Author(s): SANDERS, Henk
Journal: Marriage, Families & Spirituality
Volume: 13    Issue: 1   Date: 2007   
Pages: 19-32
DOI: 10.2143/INT.13.1.2021296

Abstract :
The central question in this contribution is what role “unmarried cohabitation” plays in the so-called “decline of marriage”, and whether there is any mention at all of a new form of life that constitutes an alternative to marriage. The spread of unmarried cohabitation is massive and there is even mention of a shift in the way people start relationships. Still, the impact of unmarried cohabitation as a new alternative form of life is relativised by its contextualisation in time and place.

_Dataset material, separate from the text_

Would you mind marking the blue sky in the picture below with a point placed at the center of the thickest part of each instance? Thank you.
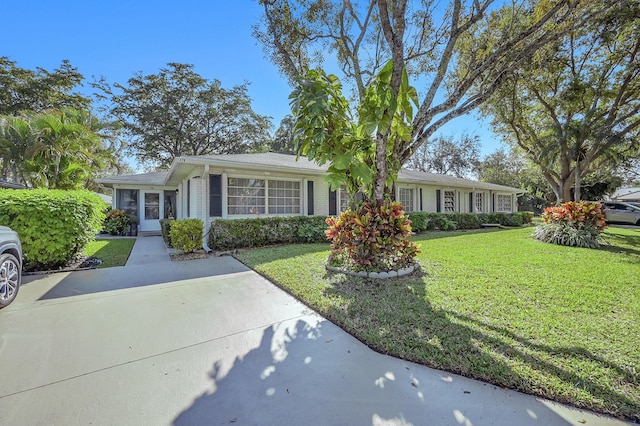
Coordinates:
(114, 39)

In most European countries cohabitation turns out to be an extended prelude to marriage, sometimes even including parenthood. Still, a minority of couples seems to be cohabiting in a non-marital way. But all cohabitation is not alike. Consequently the author focuses on the sociologically different forms of unmarried cohabitation among young adults, but also points to some important shifts in the concept of love and in the meaning of marriage and cohabitation. Many contemporary couples cohabit for “strategic” reasons in a permanent-loose, provisionally definitive relationship. For many young adults cohabitation is thus not so much an alternative to marriage, for it seems to be connected to and intertwined with marriage, as a process. Contemporary young adults are not so much as against marriage as they are against divorce. Most of the young adults also dream of a permanent relationship and try to overcome the fear of a possible dissolution by scouting out each others’ marital capacities while cohabiting. These insights might leave the door ajar, so to speak, for a more nuanced ethical thinking. The author ends with some initial thoughts about the question whether Christians could also integrate cohabitation in one way or another into the Christian ideal of marriage.